L'architecte Charles Garant, fraîchement débarqué de Suède et du Danemark, croit qu'il sera possible d'aménager ses concepts d'écoquartier dans D'Estimauville et de les rentabiliser à long terme.

Charles Garant: la vie de ruelle à la suédoise

De retour de Stockholm, l'architecte Charles Garant a arpenté les écoquartiers qui ont fait la renommée environnementale de la capitale suédoise. Bilan de sa promenade: des milieux den­ses, vivants... et plus coûteux que la moyenne.

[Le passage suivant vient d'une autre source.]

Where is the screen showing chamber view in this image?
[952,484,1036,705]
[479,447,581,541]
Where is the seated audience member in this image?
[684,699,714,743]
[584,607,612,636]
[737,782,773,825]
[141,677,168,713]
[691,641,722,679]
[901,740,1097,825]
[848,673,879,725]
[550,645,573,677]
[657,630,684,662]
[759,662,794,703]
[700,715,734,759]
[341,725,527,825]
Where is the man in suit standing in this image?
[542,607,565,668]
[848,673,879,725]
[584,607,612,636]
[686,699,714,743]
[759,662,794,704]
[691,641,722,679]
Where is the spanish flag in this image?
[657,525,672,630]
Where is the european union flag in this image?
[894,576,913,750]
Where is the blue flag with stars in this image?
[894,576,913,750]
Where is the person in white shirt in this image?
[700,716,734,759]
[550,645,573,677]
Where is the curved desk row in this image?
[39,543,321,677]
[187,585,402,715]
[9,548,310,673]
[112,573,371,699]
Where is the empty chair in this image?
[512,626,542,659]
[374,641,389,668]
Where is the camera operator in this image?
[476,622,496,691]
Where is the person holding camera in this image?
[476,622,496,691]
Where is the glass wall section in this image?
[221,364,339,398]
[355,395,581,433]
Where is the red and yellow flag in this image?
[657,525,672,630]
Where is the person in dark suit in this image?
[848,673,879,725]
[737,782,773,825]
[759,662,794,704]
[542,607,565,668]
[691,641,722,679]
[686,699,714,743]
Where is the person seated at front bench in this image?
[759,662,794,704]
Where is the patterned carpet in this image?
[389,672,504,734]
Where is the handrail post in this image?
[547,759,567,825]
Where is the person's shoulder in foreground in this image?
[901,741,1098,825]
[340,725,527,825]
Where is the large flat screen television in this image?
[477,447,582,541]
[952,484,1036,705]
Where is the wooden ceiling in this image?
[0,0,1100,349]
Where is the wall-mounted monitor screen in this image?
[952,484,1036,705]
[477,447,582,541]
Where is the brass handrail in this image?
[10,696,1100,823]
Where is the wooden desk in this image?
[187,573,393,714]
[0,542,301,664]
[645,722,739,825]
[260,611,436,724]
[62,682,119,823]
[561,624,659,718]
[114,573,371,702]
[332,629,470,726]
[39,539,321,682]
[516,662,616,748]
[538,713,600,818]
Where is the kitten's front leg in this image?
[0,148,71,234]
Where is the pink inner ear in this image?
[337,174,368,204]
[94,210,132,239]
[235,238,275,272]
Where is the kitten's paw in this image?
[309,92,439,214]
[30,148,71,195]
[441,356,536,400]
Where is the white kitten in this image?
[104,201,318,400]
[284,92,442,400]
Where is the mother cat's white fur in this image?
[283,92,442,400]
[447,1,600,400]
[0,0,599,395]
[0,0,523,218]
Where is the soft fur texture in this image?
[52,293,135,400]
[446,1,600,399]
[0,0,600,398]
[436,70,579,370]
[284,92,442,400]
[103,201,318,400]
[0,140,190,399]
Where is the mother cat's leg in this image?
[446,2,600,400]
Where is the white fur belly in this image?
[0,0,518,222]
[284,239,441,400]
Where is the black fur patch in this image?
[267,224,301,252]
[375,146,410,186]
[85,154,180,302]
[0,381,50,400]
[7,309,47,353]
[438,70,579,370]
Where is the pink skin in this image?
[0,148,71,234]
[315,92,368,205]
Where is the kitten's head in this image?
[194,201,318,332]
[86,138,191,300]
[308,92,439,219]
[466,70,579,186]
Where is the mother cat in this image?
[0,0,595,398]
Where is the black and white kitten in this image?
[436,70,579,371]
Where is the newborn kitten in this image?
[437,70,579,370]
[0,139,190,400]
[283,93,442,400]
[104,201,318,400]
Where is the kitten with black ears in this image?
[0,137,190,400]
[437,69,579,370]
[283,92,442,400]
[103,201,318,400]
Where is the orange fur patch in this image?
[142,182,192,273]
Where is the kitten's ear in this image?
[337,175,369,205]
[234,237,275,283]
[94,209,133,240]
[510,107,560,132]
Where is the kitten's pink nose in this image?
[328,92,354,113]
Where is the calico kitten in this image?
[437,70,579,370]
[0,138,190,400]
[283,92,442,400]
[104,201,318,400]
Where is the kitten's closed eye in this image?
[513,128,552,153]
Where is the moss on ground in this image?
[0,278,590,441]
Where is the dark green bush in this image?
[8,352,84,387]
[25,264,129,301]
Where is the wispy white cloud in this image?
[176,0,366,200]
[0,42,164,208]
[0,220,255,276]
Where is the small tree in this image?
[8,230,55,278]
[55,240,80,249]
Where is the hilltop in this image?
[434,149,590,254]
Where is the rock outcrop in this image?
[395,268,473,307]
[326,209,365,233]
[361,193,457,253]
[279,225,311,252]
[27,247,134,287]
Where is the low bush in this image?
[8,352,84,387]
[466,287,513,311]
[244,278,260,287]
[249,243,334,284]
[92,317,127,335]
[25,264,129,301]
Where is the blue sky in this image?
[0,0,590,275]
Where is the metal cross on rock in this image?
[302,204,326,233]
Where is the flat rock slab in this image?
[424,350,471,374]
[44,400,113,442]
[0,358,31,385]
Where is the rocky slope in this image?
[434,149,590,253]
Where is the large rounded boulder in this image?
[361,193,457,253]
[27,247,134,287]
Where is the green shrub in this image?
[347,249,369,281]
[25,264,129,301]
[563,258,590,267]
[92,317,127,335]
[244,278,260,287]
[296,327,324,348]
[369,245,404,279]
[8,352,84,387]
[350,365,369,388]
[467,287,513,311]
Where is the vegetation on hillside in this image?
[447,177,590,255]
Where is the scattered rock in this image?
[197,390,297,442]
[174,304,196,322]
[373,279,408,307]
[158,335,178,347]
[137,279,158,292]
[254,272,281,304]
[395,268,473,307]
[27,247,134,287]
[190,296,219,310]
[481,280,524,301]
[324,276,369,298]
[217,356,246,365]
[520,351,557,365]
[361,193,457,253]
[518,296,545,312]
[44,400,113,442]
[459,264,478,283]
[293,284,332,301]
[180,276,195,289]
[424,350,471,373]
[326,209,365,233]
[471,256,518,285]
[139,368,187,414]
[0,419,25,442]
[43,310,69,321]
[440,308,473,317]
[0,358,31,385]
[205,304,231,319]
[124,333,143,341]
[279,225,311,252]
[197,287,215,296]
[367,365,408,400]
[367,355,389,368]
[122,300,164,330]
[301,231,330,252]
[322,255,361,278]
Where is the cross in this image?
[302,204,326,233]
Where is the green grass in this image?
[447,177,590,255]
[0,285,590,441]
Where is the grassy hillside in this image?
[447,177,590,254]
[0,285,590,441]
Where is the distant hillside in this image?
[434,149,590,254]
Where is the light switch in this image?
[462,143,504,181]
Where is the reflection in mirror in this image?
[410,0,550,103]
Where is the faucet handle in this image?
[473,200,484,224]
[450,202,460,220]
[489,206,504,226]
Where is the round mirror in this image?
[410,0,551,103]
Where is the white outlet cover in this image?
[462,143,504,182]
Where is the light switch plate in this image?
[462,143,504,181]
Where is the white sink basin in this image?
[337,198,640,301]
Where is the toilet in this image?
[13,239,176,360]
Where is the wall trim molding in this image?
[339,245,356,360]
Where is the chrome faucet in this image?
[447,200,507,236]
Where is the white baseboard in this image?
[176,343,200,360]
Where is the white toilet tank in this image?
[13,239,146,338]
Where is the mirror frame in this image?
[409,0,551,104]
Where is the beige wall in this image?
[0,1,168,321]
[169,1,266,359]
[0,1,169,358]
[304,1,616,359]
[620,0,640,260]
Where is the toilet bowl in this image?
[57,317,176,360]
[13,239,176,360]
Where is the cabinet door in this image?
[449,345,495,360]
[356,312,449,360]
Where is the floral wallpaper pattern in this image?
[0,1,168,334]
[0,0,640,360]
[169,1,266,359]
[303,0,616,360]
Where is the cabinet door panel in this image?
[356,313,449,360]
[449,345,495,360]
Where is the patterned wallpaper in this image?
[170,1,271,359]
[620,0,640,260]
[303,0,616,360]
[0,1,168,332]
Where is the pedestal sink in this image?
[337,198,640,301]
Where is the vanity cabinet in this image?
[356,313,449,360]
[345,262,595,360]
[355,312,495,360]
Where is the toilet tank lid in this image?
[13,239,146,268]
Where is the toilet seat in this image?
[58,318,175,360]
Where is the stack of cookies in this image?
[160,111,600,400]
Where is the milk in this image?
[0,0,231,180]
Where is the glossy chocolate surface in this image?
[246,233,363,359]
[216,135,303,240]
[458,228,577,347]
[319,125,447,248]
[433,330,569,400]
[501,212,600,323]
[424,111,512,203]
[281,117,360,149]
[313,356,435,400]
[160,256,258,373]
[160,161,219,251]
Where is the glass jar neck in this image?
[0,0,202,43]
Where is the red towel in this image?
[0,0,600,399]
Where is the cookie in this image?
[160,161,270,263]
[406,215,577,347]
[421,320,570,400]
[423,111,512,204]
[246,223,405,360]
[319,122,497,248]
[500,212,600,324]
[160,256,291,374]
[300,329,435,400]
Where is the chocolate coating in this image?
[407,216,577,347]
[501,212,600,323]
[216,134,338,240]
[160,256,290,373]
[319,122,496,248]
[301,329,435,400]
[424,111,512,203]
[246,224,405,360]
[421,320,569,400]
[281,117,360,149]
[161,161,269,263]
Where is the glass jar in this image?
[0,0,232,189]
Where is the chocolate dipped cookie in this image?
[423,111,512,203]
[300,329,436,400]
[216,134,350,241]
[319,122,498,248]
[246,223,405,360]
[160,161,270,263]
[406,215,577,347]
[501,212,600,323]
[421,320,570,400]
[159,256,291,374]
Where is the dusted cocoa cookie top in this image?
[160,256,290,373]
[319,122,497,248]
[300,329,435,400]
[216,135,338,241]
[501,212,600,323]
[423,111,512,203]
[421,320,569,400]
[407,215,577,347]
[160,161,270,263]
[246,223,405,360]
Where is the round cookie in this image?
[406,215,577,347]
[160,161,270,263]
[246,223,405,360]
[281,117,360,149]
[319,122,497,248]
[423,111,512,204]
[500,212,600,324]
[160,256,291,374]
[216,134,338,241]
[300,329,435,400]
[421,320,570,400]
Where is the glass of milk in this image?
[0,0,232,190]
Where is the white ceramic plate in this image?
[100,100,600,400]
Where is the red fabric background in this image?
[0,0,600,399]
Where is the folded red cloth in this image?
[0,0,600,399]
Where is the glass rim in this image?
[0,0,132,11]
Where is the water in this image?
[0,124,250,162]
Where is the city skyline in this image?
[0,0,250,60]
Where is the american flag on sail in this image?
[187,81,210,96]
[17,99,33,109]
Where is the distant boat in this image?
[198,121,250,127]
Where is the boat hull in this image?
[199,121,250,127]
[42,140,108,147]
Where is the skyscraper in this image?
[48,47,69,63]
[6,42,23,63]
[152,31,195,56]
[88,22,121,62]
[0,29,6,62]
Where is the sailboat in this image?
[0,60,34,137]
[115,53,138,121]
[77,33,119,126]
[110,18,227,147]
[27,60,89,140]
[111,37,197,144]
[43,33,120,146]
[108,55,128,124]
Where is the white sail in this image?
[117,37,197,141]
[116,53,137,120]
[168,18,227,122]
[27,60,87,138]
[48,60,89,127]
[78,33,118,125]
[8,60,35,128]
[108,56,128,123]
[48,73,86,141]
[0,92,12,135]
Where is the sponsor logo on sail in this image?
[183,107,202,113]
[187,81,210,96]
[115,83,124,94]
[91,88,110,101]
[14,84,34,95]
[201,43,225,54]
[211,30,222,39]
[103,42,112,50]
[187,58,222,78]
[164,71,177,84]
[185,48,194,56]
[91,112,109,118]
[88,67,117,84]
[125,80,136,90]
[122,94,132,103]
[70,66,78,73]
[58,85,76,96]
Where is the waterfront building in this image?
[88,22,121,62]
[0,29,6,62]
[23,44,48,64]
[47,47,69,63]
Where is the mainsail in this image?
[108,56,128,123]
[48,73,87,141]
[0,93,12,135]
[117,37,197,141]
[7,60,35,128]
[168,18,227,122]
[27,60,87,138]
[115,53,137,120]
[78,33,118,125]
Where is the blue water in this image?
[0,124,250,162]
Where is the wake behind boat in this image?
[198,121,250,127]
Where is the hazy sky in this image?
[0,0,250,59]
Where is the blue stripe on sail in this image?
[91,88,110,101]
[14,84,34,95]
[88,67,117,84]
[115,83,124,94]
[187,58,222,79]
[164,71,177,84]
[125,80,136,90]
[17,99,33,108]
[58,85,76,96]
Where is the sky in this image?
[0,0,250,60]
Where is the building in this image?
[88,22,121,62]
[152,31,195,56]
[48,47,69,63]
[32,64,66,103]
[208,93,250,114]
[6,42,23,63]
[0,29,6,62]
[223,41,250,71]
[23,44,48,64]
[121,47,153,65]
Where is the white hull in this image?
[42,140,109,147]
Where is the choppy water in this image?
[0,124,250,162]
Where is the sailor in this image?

En Suède, le développement durable a la cote. «À l'interne, les Suédois sont axés sur le développement durable. À tout le monde à qui tu parles, c'est axé sur le fait de se débarrasser des énergies fossiles», détaille Charles Garant, qui a visité plusieurs quartiers à vocation écologique en marge d'un congrès international sur le sujet. «Ils recyclent à près de 90%-95%. Et en général, ils ont rarement deux voitures. Et eux-mêmes, ils vont chercher à aller encore plus loin.»
Ces orientations urbaines ne sont pas toutefois sans conséquence pour les contribuables et les acquéreurs de propriété. «ll y a des coûts rattachés à ça. Ce n'est pas au même coût qu'un développement standard, mais tu as une qualité de vie avec ça qui peut être vraiment intéressante.»
Cette qualité de la vie, il l'a per­çu dans l'étonnante vitalité retrouvée dans les rues des quartiers.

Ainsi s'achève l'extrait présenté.